UK REF Impact Case Studies

Perry Stephenson

2017-07-19

library(refimpact)

Introduction

This package is an API wrapper around the REF Impact Case Studies database API. Chances are that if you’re looking at this package, you already know what this dataset is, and you probably know roughly what you’re looking for.

If you have stumbled upon this package however, and you want to know more about the dataset, you can head here to find out more. If you are thinking of using this dataset as a toy dataset for learning, then you might find this dataset useful for text mining, amongst other things.

Core functions

The core function for this package is ref_get(), which takes an API method as the first argument, and some optional arguments depending on the method.
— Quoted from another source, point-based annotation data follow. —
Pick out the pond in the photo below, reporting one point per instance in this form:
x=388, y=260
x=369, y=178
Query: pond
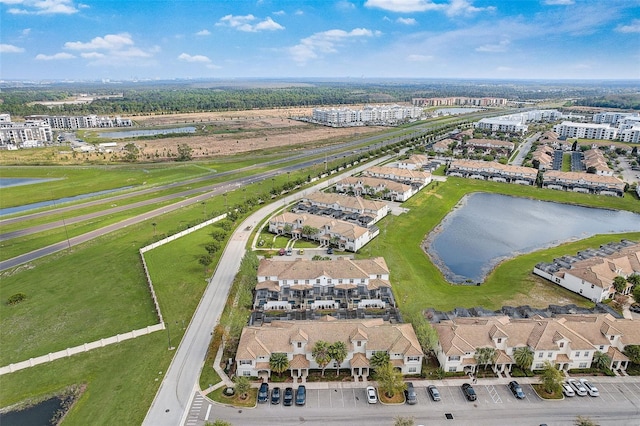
x=486, y=229
x=38, y=415
x=138, y=133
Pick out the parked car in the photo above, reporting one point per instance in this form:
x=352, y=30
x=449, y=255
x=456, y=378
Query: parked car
x=410, y=394
x=516, y=389
x=287, y=400
x=469, y=392
x=301, y=395
x=567, y=390
x=275, y=396
x=263, y=393
x=591, y=389
x=434, y=392
x=578, y=387
x=372, y=397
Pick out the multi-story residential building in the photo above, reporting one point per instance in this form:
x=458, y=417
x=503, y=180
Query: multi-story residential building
x=591, y=273
x=569, y=129
x=362, y=338
x=567, y=341
x=27, y=134
x=459, y=101
x=326, y=230
x=323, y=284
x=491, y=170
x=377, y=188
x=583, y=182
x=376, y=210
x=594, y=158
x=414, y=162
x=406, y=176
x=378, y=114
x=81, y=122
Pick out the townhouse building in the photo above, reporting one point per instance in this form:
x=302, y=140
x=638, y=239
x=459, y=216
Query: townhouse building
x=323, y=284
x=566, y=341
x=591, y=273
x=377, y=188
x=491, y=170
x=583, y=182
x=376, y=210
x=326, y=230
x=416, y=178
x=296, y=339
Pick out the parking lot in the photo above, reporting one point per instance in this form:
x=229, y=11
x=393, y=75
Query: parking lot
x=452, y=397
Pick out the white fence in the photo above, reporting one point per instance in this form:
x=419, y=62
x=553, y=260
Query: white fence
x=120, y=337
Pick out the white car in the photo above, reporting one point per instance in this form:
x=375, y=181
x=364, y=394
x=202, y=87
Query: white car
x=372, y=397
x=567, y=390
x=578, y=387
x=591, y=389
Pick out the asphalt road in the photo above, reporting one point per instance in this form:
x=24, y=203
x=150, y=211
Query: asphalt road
x=170, y=405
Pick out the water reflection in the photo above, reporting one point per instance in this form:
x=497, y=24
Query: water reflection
x=487, y=228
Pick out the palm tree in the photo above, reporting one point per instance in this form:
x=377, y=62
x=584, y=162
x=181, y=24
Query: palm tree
x=390, y=380
x=320, y=353
x=601, y=360
x=485, y=356
x=379, y=359
x=551, y=378
x=338, y=351
x=242, y=386
x=278, y=362
x=523, y=357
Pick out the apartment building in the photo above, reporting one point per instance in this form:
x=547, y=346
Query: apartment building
x=296, y=339
x=323, y=284
x=566, y=341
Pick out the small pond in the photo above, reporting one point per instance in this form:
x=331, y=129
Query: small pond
x=138, y=133
x=38, y=415
x=485, y=229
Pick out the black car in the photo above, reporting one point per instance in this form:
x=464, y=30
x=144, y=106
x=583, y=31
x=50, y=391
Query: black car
x=287, y=400
x=275, y=396
x=469, y=393
x=301, y=395
x=263, y=393
x=516, y=389
x=410, y=394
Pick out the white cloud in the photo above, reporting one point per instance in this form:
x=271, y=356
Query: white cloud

The API methods available are detailed below, but presented here for quick reference:

SearchCaseStudies

This is the core method of the API, and the most important for users of this package. The search method requires a compulsory argument to the ref_get() function: query. This argument takes a list of query parameters, which can be as simple as a single Case Study ID, which returns a single record. A query returning a single record is shown below to demonstrate the syntax and the returned data structure; more complex queries will be shown later in the vignette.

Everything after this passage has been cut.